Fahmy had spent more than 400 days in a Cairo jail accused of aiding a terrorist organisation, Reuters has reported.
Fahmy was originally sentenced from seven to 10 years in prison on charges that included spreading lies to help a “terrorist organization,” referring to the Muslim Brotherhood, along with fellow Al Jazeera journalists Baher Mohamed and Peter Greste.
Peter Greste, an Australian journalist working for Al Jazeera who was sentenced alongside the others, was freed and deported earlier this year. All three have denied the charges.
Fahmy and Baher were convicted and sentenced to prison terms, but an appeals court in Egypt ordered a retrial and the journalists were released on bail earlier this year.
According to his lawyers, Fahmy accuses the network of "epic negligence" by misinforming him about its legal status in Egypt and airing his reports on its Egyptian channel Jazeera Mubashir Masr, which was banned by an Egyptian court for favoring the Muslim Brotherhood.

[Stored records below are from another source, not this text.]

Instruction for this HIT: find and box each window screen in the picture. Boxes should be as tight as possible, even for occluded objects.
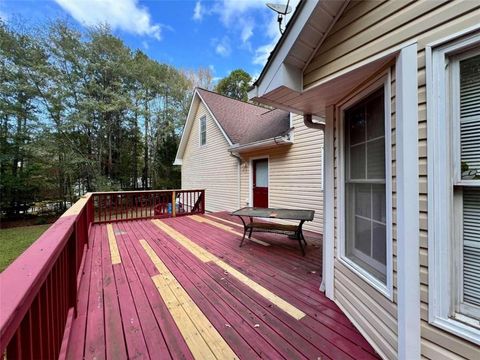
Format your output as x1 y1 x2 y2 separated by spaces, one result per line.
200 116 207 145
345 88 387 283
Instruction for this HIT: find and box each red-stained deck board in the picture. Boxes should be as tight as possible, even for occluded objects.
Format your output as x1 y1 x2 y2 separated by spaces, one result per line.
67 214 376 360
182 217 322 280
67 227 94 360
122 224 268 358
182 217 370 348
85 227 107 359
116 221 193 360
135 219 338 359
113 225 170 359
100 226 127 359
165 221 344 319
152 221 371 358
109 231 149 358
131 219 319 359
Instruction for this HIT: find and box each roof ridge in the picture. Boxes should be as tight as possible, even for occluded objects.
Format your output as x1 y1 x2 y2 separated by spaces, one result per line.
196 86 278 111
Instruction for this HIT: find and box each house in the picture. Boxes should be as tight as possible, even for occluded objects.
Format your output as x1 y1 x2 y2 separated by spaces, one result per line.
249 0 480 359
175 88 323 233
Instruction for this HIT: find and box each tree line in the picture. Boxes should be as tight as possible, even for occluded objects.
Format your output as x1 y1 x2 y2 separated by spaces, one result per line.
0 20 217 216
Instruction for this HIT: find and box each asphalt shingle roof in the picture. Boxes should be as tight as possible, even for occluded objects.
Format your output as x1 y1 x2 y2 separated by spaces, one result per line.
197 88 290 145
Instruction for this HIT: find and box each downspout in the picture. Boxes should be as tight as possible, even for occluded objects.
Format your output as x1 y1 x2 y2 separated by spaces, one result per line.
303 114 327 292
229 151 243 209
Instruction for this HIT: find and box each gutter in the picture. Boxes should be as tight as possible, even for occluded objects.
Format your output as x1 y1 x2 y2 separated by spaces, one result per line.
228 132 293 154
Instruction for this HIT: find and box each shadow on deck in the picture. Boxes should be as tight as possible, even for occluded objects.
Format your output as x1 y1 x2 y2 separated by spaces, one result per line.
67 213 376 359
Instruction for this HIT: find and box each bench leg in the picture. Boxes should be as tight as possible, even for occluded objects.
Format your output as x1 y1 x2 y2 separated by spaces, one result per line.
240 227 247 247
297 220 307 256
298 236 305 256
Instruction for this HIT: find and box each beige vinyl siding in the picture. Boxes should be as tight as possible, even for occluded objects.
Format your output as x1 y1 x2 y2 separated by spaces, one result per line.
182 102 238 211
241 115 323 233
304 1 480 359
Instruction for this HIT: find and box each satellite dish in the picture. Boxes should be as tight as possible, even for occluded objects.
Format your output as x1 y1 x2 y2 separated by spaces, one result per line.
267 3 292 15
267 0 292 34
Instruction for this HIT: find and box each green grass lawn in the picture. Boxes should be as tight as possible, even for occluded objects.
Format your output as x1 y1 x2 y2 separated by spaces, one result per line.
0 224 52 272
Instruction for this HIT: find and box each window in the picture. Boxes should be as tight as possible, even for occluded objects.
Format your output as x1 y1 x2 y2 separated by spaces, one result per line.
427 34 480 344
448 49 480 328
200 116 207 145
339 76 391 296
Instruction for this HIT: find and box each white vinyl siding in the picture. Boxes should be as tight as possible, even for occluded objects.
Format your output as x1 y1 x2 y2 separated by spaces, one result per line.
241 114 323 234
302 0 480 359
200 115 207 146
182 100 238 211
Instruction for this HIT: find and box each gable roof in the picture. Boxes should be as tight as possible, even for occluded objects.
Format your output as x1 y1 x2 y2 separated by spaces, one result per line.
248 0 350 112
174 88 290 165
198 89 290 145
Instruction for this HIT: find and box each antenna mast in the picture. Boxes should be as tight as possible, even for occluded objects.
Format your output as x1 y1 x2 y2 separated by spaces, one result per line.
267 0 292 34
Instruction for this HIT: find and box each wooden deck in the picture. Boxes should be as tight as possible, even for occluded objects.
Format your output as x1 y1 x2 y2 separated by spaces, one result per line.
64 213 377 359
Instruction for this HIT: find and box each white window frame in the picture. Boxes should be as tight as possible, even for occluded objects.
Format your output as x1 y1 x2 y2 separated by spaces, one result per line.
336 68 393 301
248 155 270 207
198 115 207 147
426 27 480 345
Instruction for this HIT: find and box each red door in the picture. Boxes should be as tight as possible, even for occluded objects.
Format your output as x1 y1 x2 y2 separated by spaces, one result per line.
253 159 268 208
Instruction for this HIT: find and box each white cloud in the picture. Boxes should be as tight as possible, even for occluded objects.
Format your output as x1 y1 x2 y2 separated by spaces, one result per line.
193 1 204 21
240 19 254 44
213 0 265 26
55 0 161 40
213 36 232 57
252 41 276 65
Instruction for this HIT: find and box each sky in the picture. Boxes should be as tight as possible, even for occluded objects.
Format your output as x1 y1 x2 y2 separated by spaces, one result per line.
0 0 299 80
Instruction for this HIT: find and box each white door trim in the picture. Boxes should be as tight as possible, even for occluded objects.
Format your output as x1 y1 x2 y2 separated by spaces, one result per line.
248 155 270 206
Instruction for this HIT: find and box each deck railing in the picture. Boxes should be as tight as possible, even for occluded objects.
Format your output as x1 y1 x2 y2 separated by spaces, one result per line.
0 190 205 360
93 190 205 223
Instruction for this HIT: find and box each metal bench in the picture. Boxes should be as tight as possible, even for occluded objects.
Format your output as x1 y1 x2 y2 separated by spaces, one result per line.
231 207 315 256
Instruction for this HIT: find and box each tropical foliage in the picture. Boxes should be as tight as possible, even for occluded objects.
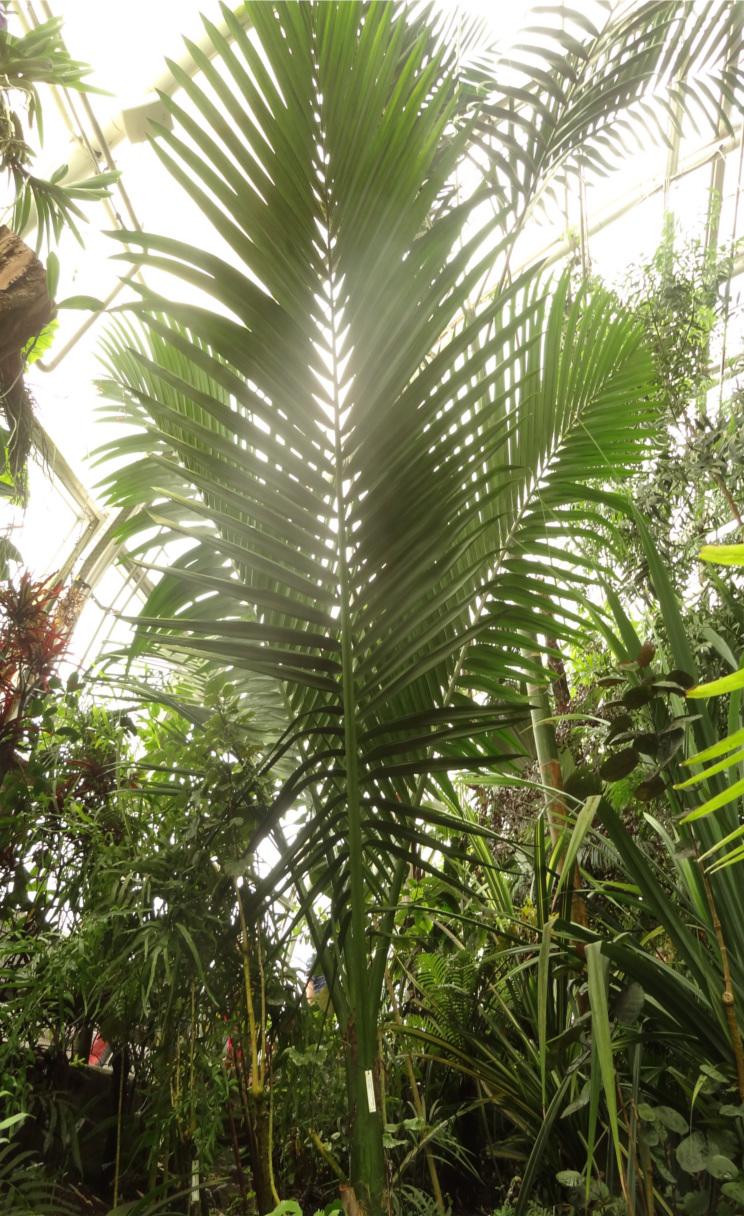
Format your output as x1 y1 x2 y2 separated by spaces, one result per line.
7 2 744 1216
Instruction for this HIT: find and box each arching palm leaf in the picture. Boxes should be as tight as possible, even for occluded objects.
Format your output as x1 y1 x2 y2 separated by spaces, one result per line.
96 2 652 1211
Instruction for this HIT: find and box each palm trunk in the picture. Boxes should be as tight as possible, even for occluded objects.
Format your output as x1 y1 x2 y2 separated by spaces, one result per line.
344 1036 387 1216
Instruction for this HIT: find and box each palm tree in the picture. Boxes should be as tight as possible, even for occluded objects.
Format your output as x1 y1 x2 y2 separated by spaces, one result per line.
93 2 744 1216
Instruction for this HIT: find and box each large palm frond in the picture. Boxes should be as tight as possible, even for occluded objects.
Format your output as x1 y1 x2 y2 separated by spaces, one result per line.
91 2 653 1206
93 4 652 958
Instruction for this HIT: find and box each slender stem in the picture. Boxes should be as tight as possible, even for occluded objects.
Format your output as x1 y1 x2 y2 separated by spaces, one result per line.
385 972 446 1216
700 866 744 1102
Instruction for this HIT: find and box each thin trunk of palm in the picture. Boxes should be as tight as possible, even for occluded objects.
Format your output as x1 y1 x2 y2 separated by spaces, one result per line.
327 223 385 1216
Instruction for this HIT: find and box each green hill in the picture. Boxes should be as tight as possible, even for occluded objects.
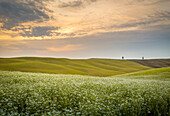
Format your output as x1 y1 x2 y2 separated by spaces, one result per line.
129 59 170 68
120 67 170 80
0 57 151 76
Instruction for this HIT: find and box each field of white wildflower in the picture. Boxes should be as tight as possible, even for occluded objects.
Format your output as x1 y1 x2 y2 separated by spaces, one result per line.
0 71 170 116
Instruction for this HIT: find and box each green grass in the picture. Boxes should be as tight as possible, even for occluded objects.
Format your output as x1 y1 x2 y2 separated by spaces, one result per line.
0 57 151 76
0 68 170 116
119 67 170 80
129 59 170 68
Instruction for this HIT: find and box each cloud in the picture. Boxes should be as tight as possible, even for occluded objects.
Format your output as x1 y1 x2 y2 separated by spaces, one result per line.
20 26 60 37
59 0 97 8
47 44 82 52
0 0 49 29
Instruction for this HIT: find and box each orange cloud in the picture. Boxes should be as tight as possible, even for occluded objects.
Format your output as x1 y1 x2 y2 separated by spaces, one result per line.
47 44 83 52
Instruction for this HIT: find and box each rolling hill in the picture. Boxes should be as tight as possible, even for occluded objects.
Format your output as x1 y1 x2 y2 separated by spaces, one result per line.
129 59 170 68
0 57 151 76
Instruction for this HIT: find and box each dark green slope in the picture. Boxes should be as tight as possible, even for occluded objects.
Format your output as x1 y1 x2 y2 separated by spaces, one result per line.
129 59 170 68
0 57 150 76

He said Al Jazeera didn't pay for his legal fees in full after he sought a lawyer different from the ones the network had hired.
Al Jazeera has denied that claim.
"Mohamed Fahmy is a professional journalist. He understands that there are risks of going into the field. That's not what we are talking about here," Fahmy’s attorney Gislason said Monday in Cairo.

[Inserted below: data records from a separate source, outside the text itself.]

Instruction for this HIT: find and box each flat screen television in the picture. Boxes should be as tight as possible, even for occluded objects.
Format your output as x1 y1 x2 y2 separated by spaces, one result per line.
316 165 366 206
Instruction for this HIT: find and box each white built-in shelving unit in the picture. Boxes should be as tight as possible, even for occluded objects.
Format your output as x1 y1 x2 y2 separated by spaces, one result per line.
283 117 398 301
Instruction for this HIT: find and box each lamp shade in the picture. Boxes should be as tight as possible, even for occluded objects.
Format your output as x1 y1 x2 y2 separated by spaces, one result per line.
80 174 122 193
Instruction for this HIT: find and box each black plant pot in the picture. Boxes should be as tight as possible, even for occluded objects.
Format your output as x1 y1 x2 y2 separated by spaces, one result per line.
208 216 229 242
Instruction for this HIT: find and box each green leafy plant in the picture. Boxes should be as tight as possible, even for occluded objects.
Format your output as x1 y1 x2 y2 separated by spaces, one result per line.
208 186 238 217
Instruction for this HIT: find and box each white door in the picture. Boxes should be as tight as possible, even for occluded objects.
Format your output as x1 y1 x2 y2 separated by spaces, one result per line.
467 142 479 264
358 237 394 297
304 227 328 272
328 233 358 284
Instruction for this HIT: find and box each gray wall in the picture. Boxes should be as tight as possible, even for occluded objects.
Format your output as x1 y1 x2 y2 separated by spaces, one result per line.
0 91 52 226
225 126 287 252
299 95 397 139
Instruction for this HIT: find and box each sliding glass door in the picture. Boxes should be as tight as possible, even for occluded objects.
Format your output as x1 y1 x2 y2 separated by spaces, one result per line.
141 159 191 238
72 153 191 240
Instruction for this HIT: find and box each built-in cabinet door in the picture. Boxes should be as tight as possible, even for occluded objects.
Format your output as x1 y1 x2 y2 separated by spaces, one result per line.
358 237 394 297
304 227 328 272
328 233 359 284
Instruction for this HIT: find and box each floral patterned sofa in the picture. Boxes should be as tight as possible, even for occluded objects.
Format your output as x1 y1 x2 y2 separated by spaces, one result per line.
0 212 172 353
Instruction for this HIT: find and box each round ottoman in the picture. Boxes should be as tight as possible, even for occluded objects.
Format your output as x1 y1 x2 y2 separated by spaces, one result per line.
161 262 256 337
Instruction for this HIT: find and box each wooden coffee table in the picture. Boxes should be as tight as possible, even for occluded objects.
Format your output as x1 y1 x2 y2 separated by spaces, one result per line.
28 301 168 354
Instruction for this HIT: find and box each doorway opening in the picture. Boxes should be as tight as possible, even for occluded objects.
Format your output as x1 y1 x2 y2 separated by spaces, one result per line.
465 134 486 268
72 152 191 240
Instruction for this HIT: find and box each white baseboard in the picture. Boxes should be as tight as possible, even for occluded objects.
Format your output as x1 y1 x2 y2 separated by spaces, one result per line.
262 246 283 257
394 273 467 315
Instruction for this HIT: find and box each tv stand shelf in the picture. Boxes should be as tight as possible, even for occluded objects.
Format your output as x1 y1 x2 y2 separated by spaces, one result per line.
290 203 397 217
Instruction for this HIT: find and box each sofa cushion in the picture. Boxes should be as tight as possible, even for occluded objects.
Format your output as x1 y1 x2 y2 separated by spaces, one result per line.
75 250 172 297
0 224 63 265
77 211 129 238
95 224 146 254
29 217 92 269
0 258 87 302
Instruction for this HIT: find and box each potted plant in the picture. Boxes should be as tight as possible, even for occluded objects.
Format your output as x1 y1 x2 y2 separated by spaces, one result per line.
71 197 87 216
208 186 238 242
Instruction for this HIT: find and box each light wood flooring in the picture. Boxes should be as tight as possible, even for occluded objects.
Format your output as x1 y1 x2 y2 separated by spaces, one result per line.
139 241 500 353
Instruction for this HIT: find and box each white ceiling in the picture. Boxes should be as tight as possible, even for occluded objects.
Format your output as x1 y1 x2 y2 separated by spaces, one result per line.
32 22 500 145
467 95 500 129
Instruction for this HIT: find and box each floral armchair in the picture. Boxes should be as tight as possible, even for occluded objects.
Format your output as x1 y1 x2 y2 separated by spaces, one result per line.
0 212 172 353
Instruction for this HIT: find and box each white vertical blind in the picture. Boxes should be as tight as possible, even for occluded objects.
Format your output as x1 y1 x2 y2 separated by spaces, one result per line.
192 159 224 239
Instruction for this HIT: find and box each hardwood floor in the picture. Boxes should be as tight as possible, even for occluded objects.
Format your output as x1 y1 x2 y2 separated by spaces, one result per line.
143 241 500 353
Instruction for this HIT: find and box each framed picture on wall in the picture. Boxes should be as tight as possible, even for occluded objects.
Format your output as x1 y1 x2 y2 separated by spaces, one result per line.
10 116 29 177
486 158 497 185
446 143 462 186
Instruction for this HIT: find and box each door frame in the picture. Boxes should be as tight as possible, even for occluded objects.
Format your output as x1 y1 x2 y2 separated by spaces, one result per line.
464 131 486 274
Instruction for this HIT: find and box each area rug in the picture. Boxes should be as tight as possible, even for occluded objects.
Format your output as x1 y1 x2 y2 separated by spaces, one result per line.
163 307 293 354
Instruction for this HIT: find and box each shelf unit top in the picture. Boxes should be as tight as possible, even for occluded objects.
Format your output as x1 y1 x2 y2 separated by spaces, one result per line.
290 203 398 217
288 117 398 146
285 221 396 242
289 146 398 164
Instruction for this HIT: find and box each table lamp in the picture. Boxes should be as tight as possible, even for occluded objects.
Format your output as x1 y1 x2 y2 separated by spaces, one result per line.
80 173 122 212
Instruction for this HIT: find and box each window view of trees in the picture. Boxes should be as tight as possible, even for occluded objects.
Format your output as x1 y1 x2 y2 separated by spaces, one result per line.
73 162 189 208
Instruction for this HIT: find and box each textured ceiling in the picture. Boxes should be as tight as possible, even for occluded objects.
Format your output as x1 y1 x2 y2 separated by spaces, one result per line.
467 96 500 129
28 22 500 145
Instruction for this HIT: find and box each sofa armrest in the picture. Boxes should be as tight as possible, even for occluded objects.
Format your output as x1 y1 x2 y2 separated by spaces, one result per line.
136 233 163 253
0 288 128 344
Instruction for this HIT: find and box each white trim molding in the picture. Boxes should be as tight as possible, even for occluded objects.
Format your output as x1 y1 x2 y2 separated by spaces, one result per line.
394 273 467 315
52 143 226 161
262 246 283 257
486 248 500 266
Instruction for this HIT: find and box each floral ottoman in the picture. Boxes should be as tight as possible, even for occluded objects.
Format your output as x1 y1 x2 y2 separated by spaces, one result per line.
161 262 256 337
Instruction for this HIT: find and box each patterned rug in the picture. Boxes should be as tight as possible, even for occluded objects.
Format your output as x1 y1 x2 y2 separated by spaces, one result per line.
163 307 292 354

"Not only did Al Jazeera fail to protect these journalists, it itself imperiled them. Al Jazeera itself contributed to the harm that they suffered. It put them in harm's way," he added.
An Al Jazeera spokesman called the assertions "sad."

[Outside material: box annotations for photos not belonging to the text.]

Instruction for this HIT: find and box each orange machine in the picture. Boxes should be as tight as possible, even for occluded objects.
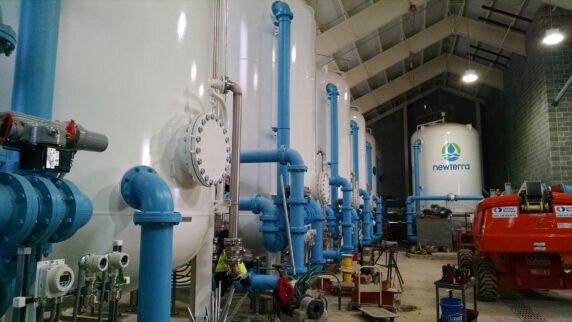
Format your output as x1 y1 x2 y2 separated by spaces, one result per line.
466 182 572 301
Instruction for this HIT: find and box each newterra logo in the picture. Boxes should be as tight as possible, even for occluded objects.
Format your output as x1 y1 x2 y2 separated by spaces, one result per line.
433 142 471 171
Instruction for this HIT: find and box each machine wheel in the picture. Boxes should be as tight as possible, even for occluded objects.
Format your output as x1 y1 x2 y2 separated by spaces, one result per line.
457 248 473 271
475 257 498 302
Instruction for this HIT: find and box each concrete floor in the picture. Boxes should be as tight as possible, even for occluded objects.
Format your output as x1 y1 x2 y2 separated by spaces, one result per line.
104 253 572 322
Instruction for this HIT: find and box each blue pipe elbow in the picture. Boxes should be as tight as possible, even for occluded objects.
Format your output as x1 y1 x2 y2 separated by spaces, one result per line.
272 1 294 21
239 195 288 253
121 166 181 322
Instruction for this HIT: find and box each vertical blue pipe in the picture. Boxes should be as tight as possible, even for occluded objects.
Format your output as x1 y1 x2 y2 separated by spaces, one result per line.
12 0 60 120
359 189 373 245
350 121 359 188
306 201 326 272
372 195 383 240
4 0 60 171
365 142 373 193
272 1 294 194
121 166 181 322
413 139 421 213
326 83 340 204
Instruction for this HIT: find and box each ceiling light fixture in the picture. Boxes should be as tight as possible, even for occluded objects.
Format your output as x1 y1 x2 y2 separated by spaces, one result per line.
542 28 564 46
463 69 479 83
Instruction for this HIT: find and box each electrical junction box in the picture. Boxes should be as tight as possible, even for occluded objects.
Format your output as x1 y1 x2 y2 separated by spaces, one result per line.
36 259 75 299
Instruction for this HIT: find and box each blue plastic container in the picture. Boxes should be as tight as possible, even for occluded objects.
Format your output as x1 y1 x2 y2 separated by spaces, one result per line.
441 297 465 322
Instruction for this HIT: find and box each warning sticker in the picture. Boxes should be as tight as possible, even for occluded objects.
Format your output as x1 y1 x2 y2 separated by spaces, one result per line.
554 206 572 217
493 207 518 218
533 242 546 252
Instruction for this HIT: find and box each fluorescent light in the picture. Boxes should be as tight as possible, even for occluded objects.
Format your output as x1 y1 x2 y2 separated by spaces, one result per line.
542 28 564 46
463 69 479 83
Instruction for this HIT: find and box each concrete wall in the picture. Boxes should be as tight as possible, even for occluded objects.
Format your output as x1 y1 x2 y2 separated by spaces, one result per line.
483 7 572 188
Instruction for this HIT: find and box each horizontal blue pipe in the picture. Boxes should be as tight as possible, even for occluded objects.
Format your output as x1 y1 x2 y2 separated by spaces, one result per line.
248 271 280 291
405 195 484 242
121 166 181 322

"It's sad to see Fahmy and his lawyer repeating criticisms of Al Jazeera made by the Egyptian authorities," the spokesman said. "It's what his captors want to hear at this stage of the retrial. All governments have news outlets that they don't like, but they don't use spurious grounds to put journalists in jail. If Fahmy wants to seek monetary compensation from anyone, it should be from his jailers."
Fahmy is a naturalised Canadian who gave up his Egyptian citizenship.
Since his passport was seized during his arrest, the Canadian government had initially refused to re-issue a new passport. In April, the government relented and issued a new passport for him.